Some volunteer organizations, like Habitat for Humanity, offer work experience certificates. You can include these in your resumé or provide them in an interview. These certificates can show the number of hours you volunteered and the skills you learned. They also include an evaluation of your work ethic. Ask your volunteer organization if that’s something they’d be willing to provide.
9. Volunteering lets you check out an occupation or industry
When you’re thinking about a career direction or a career change, volunteering lets you explore different occupations and industries. You get to know the people, challenges, and rewards involved. You also gain a better understanding of the roles and jobs available. For example, as a hospital volunteer you’re exposed to a wide range of health care workers, from front-line nursing and doctors to program administrators.

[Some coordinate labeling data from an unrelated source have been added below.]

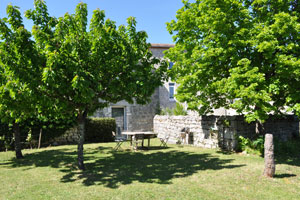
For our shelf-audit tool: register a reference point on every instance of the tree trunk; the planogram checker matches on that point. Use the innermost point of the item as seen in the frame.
(16, 130)
(40, 137)
(81, 129)
(259, 128)
(269, 156)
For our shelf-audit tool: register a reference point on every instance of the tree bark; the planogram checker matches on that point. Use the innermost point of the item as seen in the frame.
(81, 129)
(18, 149)
(259, 128)
(269, 156)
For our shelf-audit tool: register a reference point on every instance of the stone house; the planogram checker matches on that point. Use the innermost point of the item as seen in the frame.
(133, 117)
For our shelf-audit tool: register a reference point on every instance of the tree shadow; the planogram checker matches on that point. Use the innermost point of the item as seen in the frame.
(113, 168)
(284, 175)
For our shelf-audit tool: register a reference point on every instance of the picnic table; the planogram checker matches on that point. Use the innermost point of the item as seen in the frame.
(138, 137)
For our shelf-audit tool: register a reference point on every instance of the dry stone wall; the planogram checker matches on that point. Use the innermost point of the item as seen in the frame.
(218, 131)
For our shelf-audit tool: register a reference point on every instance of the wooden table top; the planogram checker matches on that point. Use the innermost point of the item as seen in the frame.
(138, 133)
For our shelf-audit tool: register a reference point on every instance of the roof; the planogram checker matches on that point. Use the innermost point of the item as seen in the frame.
(157, 45)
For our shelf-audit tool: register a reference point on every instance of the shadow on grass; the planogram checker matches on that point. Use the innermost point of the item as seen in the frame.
(112, 169)
(284, 175)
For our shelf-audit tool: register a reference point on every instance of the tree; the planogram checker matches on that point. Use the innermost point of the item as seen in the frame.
(18, 58)
(86, 69)
(240, 54)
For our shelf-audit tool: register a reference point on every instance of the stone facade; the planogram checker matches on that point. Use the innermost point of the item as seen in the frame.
(140, 117)
(212, 131)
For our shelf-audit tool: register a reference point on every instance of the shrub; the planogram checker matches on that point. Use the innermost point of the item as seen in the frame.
(247, 145)
(100, 129)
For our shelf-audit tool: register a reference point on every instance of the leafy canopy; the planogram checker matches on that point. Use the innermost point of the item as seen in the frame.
(103, 62)
(242, 50)
(18, 68)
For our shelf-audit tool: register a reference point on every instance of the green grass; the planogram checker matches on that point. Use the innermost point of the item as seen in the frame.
(175, 172)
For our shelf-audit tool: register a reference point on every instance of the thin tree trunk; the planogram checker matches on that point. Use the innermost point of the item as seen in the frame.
(259, 128)
(16, 130)
(269, 156)
(81, 129)
(40, 137)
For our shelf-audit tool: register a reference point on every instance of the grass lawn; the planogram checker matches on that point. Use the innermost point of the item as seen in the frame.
(175, 172)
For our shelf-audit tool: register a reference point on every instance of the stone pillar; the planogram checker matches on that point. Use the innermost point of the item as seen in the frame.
(269, 156)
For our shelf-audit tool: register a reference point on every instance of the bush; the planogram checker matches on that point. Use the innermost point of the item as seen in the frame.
(247, 145)
(100, 129)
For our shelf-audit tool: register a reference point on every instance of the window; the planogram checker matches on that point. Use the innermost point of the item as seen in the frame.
(171, 65)
(171, 91)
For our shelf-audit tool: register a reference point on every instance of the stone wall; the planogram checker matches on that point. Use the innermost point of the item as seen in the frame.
(214, 131)
(69, 137)
(137, 117)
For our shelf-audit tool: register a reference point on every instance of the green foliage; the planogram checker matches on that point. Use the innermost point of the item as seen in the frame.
(100, 130)
(288, 148)
(237, 54)
(30, 129)
(177, 110)
(247, 145)
(84, 64)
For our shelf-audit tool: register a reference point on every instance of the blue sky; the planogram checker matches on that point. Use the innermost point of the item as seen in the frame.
(151, 15)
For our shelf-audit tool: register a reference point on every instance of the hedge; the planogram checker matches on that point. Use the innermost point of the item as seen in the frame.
(99, 130)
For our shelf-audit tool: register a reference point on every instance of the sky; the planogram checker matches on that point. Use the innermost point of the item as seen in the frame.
(151, 15)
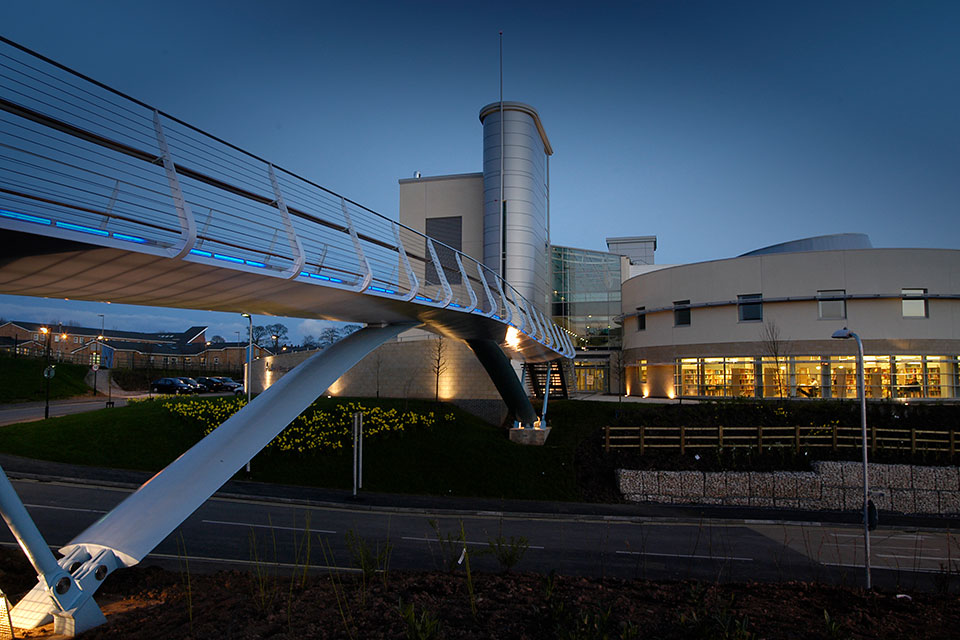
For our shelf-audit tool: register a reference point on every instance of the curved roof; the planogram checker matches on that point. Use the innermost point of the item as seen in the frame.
(833, 242)
(523, 108)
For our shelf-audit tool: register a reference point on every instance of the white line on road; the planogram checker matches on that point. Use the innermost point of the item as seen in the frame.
(481, 544)
(683, 555)
(881, 537)
(47, 506)
(920, 558)
(265, 526)
(875, 567)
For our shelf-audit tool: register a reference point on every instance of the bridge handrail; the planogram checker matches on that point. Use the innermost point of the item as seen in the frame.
(88, 162)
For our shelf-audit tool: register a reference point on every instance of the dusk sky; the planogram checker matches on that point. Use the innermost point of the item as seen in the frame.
(719, 127)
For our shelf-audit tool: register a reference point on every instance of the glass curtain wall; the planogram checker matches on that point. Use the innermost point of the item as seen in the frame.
(586, 295)
(885, 377)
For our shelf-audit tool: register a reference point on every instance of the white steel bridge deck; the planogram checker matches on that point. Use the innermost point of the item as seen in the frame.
(105, 198)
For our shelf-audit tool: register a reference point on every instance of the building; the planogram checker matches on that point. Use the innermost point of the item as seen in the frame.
(187, 350)
(760, 325)
(510, 231)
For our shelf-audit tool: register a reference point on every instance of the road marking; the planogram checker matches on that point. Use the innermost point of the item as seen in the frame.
(919, 558)
(875, 567)
(285, 565)
(874, 546)
(683, 555)
(456, 542)
(903, 537)
(265, 526)
(45, 506)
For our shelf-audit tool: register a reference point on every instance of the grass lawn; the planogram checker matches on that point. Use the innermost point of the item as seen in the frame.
(21, 380)
(463, 457)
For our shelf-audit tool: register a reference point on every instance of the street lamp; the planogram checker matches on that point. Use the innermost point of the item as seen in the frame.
(845, 334)
(247, 373)
(99, 358)
(47, 372)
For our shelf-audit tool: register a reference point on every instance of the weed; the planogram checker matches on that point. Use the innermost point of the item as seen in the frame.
(346, 616)
(451, 547)
(466, 559)
(426, 626)
(265, 582)
(369, 561)
(834, 629)
(185, 576)
(721, 622)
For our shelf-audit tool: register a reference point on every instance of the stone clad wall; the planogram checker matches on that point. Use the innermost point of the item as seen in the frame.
(831, 486)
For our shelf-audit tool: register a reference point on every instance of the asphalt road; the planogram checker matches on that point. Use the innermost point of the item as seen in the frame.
(33, 411)
(231, 532)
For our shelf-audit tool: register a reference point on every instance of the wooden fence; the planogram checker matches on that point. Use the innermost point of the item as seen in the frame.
(825, 437)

Volunteer experience in a specific field or industry can make your resumé or application stand out. This holds true when you’re competing for a job or applying to a post-secondary program in that field. For example, volunteer experience at a senior’s centre might increase your chances of being accepted into a nursing program.
In these videos, learn how Demi and Jason are volunteering as a way explore occupations they're interested in:
Exploring Career Paths: Law Enforcement (3:32)

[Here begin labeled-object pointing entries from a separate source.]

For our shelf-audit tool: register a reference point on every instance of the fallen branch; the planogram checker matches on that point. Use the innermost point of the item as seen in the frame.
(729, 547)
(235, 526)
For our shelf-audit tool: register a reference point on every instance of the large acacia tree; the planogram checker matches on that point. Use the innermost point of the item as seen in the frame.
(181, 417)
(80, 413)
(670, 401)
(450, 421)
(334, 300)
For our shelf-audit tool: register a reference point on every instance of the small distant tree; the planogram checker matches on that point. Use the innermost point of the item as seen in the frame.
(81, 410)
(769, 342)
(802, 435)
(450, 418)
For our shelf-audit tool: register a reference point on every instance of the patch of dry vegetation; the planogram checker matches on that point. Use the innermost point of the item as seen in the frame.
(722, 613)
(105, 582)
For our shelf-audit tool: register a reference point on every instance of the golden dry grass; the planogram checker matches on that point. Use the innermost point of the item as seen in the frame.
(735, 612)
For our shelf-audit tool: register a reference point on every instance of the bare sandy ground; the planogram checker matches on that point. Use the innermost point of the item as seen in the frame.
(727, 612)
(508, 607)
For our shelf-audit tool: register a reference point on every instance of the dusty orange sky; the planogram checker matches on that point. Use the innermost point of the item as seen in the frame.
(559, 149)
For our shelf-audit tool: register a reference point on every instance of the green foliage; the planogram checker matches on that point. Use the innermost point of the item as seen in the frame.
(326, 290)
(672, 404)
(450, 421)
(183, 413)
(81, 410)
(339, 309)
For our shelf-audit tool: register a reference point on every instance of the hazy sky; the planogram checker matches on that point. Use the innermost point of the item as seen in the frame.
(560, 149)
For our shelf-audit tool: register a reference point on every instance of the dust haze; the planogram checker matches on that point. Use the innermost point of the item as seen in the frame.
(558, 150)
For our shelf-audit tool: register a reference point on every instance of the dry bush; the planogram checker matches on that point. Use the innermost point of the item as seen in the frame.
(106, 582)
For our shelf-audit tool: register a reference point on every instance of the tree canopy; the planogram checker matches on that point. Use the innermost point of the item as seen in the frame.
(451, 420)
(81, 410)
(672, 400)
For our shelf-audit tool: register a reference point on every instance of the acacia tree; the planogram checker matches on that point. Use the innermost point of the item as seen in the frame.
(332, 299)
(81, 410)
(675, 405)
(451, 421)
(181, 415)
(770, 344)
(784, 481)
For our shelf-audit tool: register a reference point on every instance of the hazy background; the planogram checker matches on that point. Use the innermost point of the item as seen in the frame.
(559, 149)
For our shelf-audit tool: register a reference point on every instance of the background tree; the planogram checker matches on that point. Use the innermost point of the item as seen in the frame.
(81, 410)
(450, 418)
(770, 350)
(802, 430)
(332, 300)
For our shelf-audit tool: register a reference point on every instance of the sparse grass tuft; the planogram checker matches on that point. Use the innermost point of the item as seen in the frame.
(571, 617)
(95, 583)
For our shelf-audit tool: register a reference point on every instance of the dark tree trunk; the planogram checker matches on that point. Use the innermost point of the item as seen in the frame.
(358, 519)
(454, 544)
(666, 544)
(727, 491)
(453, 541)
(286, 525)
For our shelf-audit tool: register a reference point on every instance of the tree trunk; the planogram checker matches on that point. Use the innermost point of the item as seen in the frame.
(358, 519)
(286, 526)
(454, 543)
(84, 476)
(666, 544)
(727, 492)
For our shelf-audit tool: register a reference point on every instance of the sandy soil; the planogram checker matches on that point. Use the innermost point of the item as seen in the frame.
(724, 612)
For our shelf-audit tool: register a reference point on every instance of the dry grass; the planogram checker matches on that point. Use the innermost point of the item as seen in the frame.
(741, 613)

Jason wants to pursue a career in law enforcement. He's volunteering with the police service to learn more about the skills involved in becoming a police officer and how they make a difference in the community.
10. Volunteering helps you get to know yourself
Knowing your skills, accomplishments, interests, and values is the foundation of career success. Volunteer experience can be a good way to learn more about yourself and your potential. It also gives you a chance to find out how other people view you and your strengths.
11. Volunteering builds your confidence
Maintaining your confidence is especially important if you’ve never worked before or have been unemployed for a while. It also helps when you’re feeling down about your search for a new job or career direction. Volunteering can help you feel active, useful, and productive.
Volunteering will help you build a solid foundation for the next phase of your career. The skills you use, the tasks you complete, and the outcomes you achieve through volunteering will bring you closer to your career goals. Plus, you’ll have the opportunity to make a positive difference in the lives of others.